Squatters and the law

Posted: 4th Jun 2014

Few things are likely to generate an increase in the blood pressure of many landlords than the subject of squatters.

Unfortunately, no brief article of this nature can cover a multitude of different situations that might be defined as squatting or indeed the various complicated legal implications arising from them.

What follows is a brief discussion of some of the basic principles. If you have any specific questions, you may wish to read the government’s website* and possibly to contemplate legal advice.

Squatting is defined by law not landlords

Remember that because you consider someone in your property to be a squatter, doesn’t necessarily mean that the law will agree.

For example, a tenant that you have issued with a notice to vacate but who stays stubbornly put, is not a squatter. As a general principle, the term relates to individuals who have forced entry to an unoccupied property without due legal permissions etc.

Let the law and others resolve it for you

Over recent decades the law has changed to give groups such as the police considerably more powers to deal with squatters than they may have had at one time.

In the event that you discover that your property has been illegally occupied, you should immediately notify the police without delay. Squatting is now illegal.
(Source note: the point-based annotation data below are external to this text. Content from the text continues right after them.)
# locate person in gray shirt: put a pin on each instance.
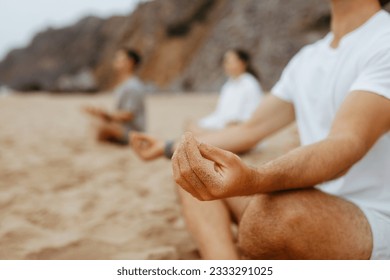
(129, 115)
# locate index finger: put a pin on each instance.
(202, 167)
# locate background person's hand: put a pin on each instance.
(210, 173)
(146, 146)
(97, 112)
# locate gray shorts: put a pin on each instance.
(380, 228)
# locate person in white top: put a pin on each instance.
(239, 97)
(329, 198)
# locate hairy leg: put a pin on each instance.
(303, 224)
(210, 225)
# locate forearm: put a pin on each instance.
(237, 139)
(309, 165)
(121, 116)
(272, 115)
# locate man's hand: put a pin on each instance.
(210, 173)
(146, 146)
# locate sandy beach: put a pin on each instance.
(65, 196)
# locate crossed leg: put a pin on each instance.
(297, 224)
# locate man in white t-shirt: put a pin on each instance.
(329, 198)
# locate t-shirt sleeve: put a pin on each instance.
(284, 88)
(375, 76)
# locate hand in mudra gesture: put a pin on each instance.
(208, 172)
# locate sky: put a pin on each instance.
(21, 19)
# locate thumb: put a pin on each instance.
(217, 155)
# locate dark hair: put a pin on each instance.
(384, 2)
(245, 57)
(134, 55)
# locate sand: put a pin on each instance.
(64, 196)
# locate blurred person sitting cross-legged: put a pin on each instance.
(239, 98)
(129, 115)
(329, 198)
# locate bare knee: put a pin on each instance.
(266, 229)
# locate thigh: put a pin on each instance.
(304, 224)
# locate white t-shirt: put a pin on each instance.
(238, 100)
(318, 79)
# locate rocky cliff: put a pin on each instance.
(182, 43)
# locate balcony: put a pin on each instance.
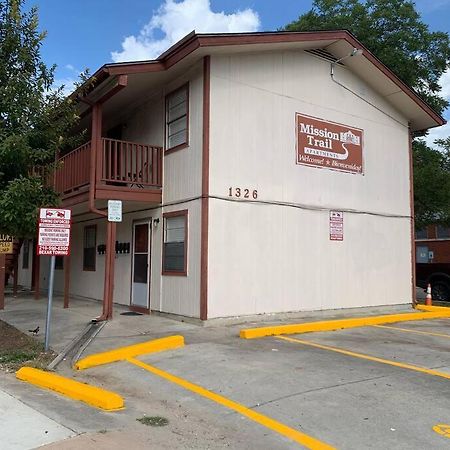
(124, 171)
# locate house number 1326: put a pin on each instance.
(242, 193)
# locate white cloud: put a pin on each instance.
(444, 131)
(173, 20)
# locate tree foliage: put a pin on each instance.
(35, 121)
(432, 183)
(394, 32)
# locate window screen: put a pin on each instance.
(175, 244)
(177, 118)
(422, 234)
(442, 232)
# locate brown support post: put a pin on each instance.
(2, 280)
(205, 191)
(16, 272)
(108, 288)
(411, 206)
(66, 280)
(37, 277)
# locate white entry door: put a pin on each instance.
(140, 288)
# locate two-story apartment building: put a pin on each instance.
(259, 173)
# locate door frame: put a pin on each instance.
(148, 221)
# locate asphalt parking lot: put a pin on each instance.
(372, 387)
(369, 387)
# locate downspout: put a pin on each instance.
(94, 177)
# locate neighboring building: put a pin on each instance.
(433, 245)
(259, 173)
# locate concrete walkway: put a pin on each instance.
(23, 428)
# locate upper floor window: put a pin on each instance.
(422, 234)
(442, 232)
(177, 118)
(175, 243)
(89, 243)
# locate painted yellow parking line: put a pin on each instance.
(332, 325)
(92, 395)
(413, 331)
(297, 436)
(122, 353)
(367, 357)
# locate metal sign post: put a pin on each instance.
(6, 247)
(53, 240)
(49, 303)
It might be reasonable to politely insist upon squatters leaving your property and perhaps to hand them a letter confirming that they are occupying it illegally.

Do not go round to your property for a confrontation or attempt to sort things out yourself. This is potentially a recipe for conflict and that might undermine your legal position.
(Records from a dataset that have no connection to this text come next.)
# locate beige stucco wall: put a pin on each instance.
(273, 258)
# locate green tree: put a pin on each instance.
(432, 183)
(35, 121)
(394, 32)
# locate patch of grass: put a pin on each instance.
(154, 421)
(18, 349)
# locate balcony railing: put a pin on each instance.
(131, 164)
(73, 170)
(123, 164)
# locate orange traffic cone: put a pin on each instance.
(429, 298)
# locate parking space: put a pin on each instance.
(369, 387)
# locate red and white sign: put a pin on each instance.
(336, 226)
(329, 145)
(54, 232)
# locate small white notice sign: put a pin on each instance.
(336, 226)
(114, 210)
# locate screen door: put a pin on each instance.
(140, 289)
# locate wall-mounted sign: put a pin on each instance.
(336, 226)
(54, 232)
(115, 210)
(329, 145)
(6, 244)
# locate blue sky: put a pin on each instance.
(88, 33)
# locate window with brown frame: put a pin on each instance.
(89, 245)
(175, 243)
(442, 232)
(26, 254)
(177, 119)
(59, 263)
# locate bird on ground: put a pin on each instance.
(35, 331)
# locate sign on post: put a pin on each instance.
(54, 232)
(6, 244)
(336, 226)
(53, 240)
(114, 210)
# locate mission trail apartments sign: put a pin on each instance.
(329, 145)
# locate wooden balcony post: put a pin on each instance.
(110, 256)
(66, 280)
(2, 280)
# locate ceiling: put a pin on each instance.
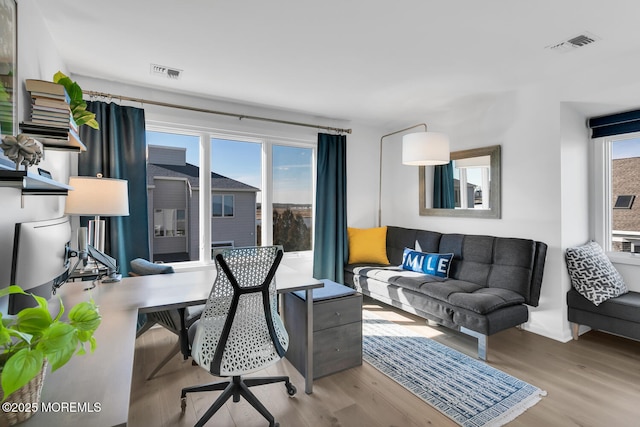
(376, 61)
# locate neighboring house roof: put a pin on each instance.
(191, 172)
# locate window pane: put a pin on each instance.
(228, 205)
(625, 186)
(216, 205)
(236, 168)
(173, 165)
(292, 197)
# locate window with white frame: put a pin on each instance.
(222, 205)
(619, 225)
(244, 185)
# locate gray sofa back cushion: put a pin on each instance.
(496, 262)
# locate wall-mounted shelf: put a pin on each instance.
(31, 183)
(71, 142)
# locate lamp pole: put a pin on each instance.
(380, 177)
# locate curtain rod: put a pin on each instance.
(206, 110)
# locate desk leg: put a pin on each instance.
(308, 381)
(184, 336)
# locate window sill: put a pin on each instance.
(624, 258)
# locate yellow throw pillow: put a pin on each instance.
(367, 245)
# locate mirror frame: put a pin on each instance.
(494, 191)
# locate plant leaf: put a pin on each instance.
(20, 369)
(5, 337)
(85, 317)
(13, 289)
(58, 344)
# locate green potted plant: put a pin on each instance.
(32, 338)
(77, 104)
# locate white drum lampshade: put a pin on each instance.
(425, 149)
(97, 196)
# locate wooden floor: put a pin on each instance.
(594, 381)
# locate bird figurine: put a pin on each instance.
(22, 150)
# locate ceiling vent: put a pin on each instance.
(581, 40)
(161, 70)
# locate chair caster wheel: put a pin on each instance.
(291, 389)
Commercial property is different

The law on squatting is more complicated in situations where your property is defined as commercial rather than residential.

In such cases, you may need to seek a form of court order to force the eviction of the parties concerned.
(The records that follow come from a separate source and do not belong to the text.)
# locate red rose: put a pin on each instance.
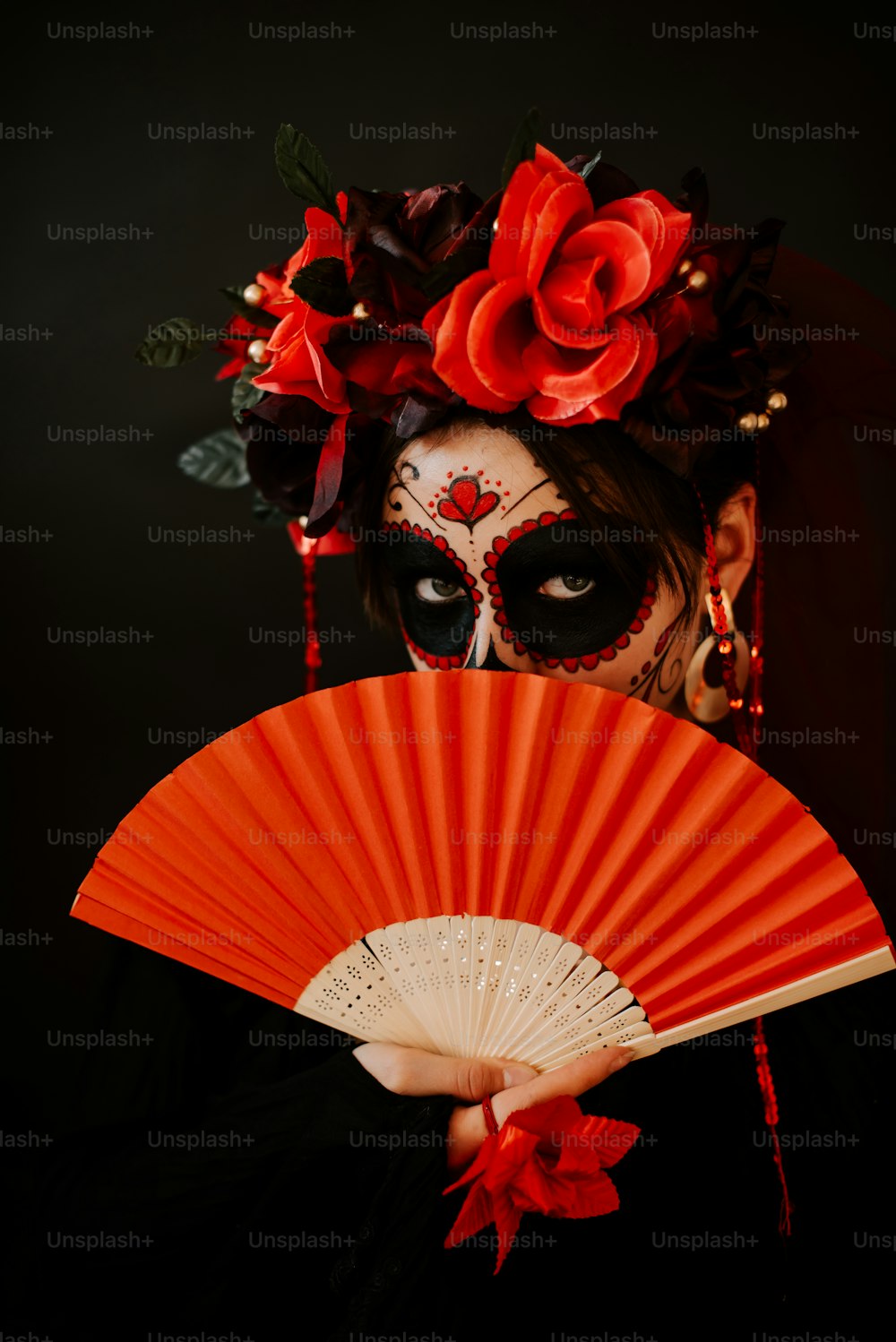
(556, 320)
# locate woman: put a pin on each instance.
(558, 430)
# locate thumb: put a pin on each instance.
(572, 1080)
(413, 1071)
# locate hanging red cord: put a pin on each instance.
(307, 550)
(746, 727)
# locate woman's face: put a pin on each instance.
(493, 569)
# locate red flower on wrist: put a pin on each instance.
(550, 1158)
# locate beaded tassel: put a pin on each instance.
(306, 549)
(746, 727)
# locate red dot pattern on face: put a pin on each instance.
(590, 660)
(423, 533)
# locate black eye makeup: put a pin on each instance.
(437, 598)
(558, 598)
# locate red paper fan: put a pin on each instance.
(537, 868)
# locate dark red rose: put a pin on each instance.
(392, 240)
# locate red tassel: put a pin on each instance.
(766, 1086)
(312, 646)
(307, 549)
(746, 727)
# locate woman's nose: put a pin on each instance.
(482, 651)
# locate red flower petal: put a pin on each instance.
(578, 374)
(625, 275)
(451, 361)
(501, 328)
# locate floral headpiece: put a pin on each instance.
(567, 293)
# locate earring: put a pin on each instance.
(704, 684)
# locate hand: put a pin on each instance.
(413, 1071)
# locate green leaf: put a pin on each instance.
(172, 342)
(586, 168)
(245, 393)
(304, 170)
(269, 512)
(253, 314)
(445, 274)
(522, 147)
(323, 285)
(218, 460)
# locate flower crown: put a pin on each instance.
(567, 293)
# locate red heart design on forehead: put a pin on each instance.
(466, 503)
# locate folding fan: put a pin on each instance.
(488, 865)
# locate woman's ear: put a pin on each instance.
(736, 538)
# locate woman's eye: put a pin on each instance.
(437, 589)
(566, 585)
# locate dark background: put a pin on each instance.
(101, 706)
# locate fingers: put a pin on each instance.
(413, 1071)
(572, 1080)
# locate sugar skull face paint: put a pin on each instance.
(493, 569)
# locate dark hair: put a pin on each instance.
(589, 463)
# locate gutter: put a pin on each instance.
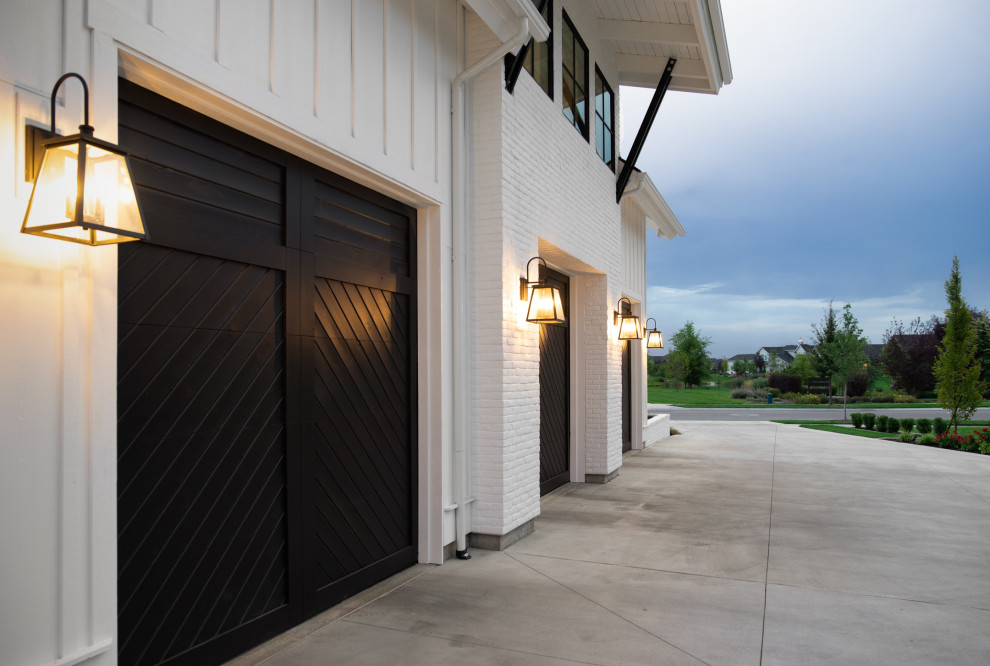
(460, 288)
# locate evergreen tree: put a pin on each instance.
(982, 324)
(694, 351)
(957, 372)
(823, 352)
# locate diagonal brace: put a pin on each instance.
(644, 129)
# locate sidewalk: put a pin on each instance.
(734, 543)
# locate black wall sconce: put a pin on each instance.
(83, 192)
(654, 340)
(545, 306)
(629, 326)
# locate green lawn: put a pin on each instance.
(846, 429)
(706, 396)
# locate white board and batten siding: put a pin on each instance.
(373, 108)
(359, 86)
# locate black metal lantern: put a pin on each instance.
(654, 339)
(629, 326)
(83, 192)
(545, 305)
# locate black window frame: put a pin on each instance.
(600, 124)
(567, 73)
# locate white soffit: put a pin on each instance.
(502, 16)
(643, 34)
(659, 215)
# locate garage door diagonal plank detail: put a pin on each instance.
(201, 442)
(362, 396)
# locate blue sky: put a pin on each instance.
(849, 160)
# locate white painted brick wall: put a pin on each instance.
(536, 179)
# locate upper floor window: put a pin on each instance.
(604, 120)
(574, 69)
(538, 61)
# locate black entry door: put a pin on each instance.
(626, 396)
(266, 402)
(555, 394)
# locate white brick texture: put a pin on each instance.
(536, 182)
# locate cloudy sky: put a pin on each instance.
(849, 160)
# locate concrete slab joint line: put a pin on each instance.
(601, 478)
(874, 555)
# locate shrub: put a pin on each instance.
(786, 383)
(949, 440)
(858, 385)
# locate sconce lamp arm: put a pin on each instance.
(85, 127)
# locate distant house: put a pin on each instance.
(784, 355)
(874, 352)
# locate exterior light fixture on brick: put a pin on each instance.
(545, 305)
(629, 326)
(654, 339)
(83, 191)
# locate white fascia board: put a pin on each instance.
(659, 215)
(715, 47)
(502, 16)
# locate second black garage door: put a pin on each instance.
(266, 389)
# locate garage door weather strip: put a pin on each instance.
(460, 289)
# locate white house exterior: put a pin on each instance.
(363, 167)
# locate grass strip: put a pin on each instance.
(847, 430)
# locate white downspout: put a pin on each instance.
(460, 307)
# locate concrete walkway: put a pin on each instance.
(734, 543)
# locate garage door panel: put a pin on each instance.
(246, 213)
(352, 492)
(199, 380)
(349, 264)
(195, 291)
(266, 439)
(212, 231)
(221, 155)
(187, 548)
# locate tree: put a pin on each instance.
(957, 372)
(982, 323)
(909, 354)
(774, 363)
(850, 350)
(824, 339)
(676, 366)
(694, 350)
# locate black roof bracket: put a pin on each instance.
(644, 129)
(514, 64)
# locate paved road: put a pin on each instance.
(772, 413)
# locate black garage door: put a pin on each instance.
(555, 431)
(266, 389)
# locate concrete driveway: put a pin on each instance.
(734, 543)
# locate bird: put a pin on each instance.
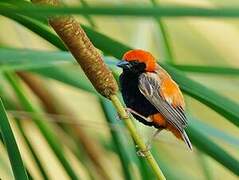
(151, 95)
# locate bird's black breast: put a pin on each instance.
(134, 99)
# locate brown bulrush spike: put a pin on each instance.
(74, 37)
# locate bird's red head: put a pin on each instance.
(143, 57)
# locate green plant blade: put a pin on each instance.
(43, 127)
(203, 143)
(32, 151)
(18, 168)
(119, 139)
(208, 69)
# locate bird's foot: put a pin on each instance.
(131, 111)
(144, 152)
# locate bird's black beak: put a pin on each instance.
(124, 64)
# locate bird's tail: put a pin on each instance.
(186, 140)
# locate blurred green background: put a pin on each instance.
(74, 132)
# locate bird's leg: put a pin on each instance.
(129, 110)
(149, 142)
Prevention is better than cure

In the case of residential properties, it might be inevitably the case that they will occasionally stand for extended periods unoccupied. That might be in circumstances such as renovation or redecoration etc.

You should take all reasonable steps to try to disguise the fact that your property is unoccupied. That is perhaps also likely to be useful in terms of deterring thieves and vandals who may be more reluctant to try and enter a property if it appears to be occupied.

In passing, keep in mind that you may need to check your landlords insurance quote if your property is sitting unoccupied. Typically it might only maintain cover for a specified number of consecutive days, after which you may need unoccupied property insurance.

Stay calm

Today, squatting may be rare when compared to what might have been the case some decades ago. Problems may be relatively quickly resolved and frustrating as it may be if it happens to you, a little patience might be necessary.